In nodular lymphocyte predominant Hodgkin lymphoma, intensely ZAP-70-positive T lymphocytes were numerous in tumor nodules, and often surrounded neoplastic cells (satelliting) analogous to CD57-positive T cells.19 Similar intensely staining T lymphocytes were occasionally observed in regressing follicles. These findings are consistent with an activated T-cell phenotype which would likely include increased ZAP-70 expression because of its crucial role in T-cell receptor signaling growth pathways.

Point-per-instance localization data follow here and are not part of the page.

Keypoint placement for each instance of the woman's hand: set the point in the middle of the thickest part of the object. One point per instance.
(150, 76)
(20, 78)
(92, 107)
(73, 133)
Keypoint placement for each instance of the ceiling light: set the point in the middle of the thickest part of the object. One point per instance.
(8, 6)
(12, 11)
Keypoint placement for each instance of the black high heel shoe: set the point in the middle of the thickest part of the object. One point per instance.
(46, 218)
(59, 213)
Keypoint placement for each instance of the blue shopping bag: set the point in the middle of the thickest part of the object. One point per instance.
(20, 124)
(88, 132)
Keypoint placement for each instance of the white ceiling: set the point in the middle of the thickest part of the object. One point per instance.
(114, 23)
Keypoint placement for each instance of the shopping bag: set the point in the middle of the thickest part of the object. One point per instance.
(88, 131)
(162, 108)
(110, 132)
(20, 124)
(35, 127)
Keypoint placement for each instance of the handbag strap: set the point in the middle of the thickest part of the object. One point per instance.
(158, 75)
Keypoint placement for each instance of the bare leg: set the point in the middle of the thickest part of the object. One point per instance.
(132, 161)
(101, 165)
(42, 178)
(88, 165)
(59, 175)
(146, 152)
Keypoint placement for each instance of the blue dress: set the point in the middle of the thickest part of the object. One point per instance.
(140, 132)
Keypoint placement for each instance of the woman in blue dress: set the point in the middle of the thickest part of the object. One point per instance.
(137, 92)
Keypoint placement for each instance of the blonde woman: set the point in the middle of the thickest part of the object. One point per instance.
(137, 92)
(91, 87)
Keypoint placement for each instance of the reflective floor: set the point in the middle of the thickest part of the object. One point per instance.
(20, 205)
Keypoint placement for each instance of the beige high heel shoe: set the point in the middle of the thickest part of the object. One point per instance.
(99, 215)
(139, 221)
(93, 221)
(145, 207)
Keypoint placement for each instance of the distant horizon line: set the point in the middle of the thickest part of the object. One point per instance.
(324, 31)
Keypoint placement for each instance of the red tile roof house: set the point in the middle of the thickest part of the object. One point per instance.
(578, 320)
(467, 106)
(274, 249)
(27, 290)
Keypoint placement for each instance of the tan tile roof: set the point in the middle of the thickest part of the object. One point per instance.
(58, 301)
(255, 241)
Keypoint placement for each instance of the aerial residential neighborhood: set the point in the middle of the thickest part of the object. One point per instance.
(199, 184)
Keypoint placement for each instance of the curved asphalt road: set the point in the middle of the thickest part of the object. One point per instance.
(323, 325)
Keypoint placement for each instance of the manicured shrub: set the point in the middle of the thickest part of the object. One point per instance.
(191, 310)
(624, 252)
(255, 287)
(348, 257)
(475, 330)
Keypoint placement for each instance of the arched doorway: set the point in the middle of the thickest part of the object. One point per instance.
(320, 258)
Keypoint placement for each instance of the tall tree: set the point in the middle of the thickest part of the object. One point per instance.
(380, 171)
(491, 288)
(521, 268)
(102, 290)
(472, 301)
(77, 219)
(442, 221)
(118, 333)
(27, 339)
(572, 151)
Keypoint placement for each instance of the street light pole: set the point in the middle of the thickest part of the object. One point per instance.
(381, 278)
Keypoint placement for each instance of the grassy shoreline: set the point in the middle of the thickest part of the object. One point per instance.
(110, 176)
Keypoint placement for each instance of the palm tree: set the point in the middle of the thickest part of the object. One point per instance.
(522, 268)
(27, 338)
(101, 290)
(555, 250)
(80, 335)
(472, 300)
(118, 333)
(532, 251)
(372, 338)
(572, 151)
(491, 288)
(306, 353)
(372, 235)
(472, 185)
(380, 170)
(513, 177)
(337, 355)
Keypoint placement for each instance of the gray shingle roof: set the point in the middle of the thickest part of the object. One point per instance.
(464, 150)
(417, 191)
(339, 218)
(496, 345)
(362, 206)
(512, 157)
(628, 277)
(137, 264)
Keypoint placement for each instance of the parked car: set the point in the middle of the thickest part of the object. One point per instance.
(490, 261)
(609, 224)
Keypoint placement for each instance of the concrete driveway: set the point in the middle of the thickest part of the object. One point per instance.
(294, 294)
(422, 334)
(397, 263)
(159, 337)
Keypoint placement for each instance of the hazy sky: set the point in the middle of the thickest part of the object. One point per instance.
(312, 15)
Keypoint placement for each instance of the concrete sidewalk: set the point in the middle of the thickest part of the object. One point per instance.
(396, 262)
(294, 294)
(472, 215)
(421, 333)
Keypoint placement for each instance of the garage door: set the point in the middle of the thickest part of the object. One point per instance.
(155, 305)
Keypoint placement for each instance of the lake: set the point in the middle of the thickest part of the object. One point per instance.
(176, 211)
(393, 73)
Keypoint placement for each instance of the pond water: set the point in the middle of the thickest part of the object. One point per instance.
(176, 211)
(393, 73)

In summary, we assessed a variety of non-Hodgkin and Hodgkin lymphomas for ZAP-70 expression. In B-cell lymphomas, ZAP-70 was commonly expressed in precursor B-lymphoblastic leukemia/lymphoma and in CLL/SLL, and rarely in mantle cell lymphoma, Burkitt lymphoma, and nodal marginal zone B-cell lymphoma. We found a good correlation between ZAP-70 positivity and IgVH mutation status in CLL/SLL. In T-cell lymphomas, most neoplasms composed of smaller cells demonstrated ZAP-70 expression. By contrast, ZAP-70 was expressed only in a minority of large cell T-cell lymphomas, such as anaplastic large-cell lymphoma, and correlated with ALK-negativity in this group. In NK-cell neoplasms, ZAP-70 expression was common and intensely positive in extranodal NK/T-cell lymphoma of nasal-type.